Danach nahm eine kurze Schwächeperiode meinerseits ihren Lauf und Cona konnte sich zwei Spiele in Folge sichern und in dem vierten Spiel (was eine Vorentscheidung hätte herberiführen können) führte er bereits mit 40:15 bei eigenem Aufschlag. Ich wusste was die Stunde geschlagen hatte. Ich müsste nun zwei Matchbälle abwehren und mit wwar klar, dass dies nur mit voller Konzentration möglich sein würde. So begab ich mich in eine ca. drei Sekunden andauernde Meditationphase von der die Zuschauer und auch mein Gegner nichts bemerkte. Danach sah ich die Welt wieder klar und ich führte mir vor Augen, dass ich eindeutig der bessere Tennisspieler bin – das hatte das bisherige Spiel gezeigt – und ich ihn mit voller Konzentration schlagen kann.

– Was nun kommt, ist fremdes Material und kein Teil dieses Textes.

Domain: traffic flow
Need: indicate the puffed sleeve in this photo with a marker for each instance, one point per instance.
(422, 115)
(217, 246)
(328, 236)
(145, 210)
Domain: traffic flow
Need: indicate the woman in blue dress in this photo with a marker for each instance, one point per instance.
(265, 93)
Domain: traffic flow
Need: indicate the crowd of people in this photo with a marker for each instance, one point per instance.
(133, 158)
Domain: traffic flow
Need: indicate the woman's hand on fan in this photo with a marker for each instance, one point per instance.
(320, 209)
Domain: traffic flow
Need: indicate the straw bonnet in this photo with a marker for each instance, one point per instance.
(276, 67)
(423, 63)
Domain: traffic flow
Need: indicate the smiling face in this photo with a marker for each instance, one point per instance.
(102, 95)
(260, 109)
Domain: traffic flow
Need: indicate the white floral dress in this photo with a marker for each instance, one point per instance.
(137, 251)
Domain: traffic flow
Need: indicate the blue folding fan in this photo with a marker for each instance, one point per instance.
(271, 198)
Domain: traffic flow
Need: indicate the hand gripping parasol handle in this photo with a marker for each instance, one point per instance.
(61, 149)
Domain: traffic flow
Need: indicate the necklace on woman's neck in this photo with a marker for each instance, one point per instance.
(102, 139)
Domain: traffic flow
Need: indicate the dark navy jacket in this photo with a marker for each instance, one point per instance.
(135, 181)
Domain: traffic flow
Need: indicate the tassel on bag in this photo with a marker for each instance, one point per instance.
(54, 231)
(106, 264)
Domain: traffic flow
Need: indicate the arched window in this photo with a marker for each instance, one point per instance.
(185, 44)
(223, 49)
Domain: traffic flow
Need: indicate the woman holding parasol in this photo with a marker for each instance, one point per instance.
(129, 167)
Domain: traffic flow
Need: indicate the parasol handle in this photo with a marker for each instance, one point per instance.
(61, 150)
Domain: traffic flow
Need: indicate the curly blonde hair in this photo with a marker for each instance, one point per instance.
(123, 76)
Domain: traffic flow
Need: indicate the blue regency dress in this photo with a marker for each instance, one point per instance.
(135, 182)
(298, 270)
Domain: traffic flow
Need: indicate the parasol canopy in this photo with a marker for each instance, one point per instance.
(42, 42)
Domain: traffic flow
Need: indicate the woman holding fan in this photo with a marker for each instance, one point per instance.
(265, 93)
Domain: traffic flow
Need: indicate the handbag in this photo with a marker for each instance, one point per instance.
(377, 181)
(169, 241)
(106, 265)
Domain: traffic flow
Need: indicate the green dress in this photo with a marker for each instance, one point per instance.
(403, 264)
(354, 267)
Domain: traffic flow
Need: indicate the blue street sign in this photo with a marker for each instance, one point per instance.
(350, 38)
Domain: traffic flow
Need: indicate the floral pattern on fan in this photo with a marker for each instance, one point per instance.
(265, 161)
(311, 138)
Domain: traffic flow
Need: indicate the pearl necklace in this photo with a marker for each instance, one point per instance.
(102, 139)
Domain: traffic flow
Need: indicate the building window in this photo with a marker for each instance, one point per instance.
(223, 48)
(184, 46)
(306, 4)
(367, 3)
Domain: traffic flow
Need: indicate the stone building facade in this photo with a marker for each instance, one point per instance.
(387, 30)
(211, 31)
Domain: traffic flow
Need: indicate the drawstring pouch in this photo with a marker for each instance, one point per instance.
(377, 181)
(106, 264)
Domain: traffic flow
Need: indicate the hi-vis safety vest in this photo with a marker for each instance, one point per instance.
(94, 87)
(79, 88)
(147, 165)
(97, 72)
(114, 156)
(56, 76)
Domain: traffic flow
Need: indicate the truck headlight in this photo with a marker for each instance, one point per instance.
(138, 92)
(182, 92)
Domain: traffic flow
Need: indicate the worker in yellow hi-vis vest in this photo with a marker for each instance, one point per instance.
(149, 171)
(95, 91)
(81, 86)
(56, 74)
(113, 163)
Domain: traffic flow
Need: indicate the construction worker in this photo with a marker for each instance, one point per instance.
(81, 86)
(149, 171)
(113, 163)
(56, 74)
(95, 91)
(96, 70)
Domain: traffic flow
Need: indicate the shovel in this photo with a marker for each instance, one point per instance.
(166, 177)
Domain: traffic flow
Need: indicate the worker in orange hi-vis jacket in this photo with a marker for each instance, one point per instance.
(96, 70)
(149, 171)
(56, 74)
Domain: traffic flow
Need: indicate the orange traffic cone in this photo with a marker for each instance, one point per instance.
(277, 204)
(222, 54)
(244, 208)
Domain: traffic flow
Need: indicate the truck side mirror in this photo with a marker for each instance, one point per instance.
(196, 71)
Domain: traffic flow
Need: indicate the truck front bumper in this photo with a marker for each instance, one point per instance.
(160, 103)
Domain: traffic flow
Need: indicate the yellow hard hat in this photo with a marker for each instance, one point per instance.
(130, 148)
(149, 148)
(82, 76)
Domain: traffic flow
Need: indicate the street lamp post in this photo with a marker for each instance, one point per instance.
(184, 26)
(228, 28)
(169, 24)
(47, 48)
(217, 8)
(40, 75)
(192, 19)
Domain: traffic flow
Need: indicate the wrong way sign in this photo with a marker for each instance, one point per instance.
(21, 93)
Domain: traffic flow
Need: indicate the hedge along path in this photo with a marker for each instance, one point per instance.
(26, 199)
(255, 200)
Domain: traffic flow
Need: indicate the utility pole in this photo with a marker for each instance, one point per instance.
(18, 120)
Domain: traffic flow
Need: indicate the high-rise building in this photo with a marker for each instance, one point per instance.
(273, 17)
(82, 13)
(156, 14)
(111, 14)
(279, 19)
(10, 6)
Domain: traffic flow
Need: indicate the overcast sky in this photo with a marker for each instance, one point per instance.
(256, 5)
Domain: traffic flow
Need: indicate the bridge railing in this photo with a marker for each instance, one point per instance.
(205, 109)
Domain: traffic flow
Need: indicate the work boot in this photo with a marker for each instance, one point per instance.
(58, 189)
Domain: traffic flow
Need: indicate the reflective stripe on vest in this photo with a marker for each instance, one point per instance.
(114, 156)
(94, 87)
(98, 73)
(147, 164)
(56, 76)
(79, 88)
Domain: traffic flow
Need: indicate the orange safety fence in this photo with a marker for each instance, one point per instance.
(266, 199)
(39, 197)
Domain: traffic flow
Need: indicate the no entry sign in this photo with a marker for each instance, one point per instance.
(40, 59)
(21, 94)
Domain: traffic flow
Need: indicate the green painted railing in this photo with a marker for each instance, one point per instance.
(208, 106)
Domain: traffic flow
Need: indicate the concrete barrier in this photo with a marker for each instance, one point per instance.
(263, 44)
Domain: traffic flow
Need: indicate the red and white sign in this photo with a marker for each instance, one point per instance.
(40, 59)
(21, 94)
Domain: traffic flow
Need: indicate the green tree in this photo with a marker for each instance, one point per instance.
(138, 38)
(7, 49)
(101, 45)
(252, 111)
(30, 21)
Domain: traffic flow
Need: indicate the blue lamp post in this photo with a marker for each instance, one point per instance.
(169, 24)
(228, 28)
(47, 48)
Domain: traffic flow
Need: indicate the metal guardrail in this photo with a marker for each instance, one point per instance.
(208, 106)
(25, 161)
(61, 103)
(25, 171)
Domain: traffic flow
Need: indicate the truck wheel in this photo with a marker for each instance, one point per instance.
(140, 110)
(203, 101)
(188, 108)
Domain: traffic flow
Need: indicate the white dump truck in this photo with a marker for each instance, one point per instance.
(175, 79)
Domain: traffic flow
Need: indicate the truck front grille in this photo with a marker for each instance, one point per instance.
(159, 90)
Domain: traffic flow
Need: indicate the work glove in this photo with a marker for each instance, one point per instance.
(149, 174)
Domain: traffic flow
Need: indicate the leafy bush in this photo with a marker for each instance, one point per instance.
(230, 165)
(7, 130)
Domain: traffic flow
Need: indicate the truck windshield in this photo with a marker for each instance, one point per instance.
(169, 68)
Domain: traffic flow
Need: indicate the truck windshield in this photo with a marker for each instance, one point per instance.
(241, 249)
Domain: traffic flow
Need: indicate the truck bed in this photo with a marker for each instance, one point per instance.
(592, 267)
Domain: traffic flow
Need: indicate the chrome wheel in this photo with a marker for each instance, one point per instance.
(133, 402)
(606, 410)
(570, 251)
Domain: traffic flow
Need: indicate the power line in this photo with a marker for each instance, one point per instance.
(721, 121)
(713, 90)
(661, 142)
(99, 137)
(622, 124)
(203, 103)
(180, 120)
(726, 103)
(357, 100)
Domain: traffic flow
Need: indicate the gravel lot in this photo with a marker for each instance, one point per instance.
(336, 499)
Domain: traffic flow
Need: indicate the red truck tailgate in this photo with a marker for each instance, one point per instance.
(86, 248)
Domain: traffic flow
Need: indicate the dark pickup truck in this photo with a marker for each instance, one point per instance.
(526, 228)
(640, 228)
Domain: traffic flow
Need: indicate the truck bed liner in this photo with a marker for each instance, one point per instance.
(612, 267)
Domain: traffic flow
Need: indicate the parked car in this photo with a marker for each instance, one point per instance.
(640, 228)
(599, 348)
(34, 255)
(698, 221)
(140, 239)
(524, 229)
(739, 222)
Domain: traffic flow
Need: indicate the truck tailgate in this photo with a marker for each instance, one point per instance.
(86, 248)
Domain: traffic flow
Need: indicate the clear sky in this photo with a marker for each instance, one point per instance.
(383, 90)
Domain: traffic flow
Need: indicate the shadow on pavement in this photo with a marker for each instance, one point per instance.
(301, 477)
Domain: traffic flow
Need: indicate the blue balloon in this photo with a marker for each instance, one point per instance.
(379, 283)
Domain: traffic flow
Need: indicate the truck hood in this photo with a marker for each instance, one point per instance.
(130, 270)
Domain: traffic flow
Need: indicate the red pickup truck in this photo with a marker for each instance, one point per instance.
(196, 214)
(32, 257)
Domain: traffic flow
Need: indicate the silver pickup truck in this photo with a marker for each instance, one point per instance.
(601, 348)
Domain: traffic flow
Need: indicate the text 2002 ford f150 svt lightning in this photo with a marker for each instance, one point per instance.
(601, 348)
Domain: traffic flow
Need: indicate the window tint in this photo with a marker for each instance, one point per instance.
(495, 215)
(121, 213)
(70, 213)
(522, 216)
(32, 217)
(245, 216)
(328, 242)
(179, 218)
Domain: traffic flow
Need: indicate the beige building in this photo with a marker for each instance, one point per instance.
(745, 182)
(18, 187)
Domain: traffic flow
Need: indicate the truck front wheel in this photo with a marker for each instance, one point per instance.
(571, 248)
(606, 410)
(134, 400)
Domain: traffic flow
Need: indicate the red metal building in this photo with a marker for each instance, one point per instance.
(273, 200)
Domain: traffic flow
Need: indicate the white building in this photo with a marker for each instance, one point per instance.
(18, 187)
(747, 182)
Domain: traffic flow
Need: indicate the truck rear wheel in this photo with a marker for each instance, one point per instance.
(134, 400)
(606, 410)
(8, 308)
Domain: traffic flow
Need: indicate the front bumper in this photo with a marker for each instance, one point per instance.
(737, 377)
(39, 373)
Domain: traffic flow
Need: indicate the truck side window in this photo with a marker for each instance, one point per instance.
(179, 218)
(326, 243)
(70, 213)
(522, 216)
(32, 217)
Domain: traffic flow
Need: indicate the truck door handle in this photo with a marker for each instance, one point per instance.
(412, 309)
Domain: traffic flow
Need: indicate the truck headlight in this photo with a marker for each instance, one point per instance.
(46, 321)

Die nächsten beiden Aufschläge wehrte ich in spektakulären Ballwechseln ab. Ein Netzroller sicherte mir den ersten Punkt und der zweite Punkt fand mit einem präzisen Schlag exakt auf die Linie sein Ende. Ich denke mein Gegner wusste jetzt was die Stunde geschlagen hatte. Ein angstvoller Blick war in seinem Gesicht zu sehen. Ich konnte mir auch die nächsten beiden Punkte sichern und wir entschieden uns, einen Tie-Break vorzuziehen.

Es war ein Wechselbad der Gefühle. Erst stand es 1:1, dann 3:1 für Cona und später 5:3 für Cona. Doch dann kam erneut ein großer Auftritt von mir. Ich lederte ihn 5:7 aus der Arena.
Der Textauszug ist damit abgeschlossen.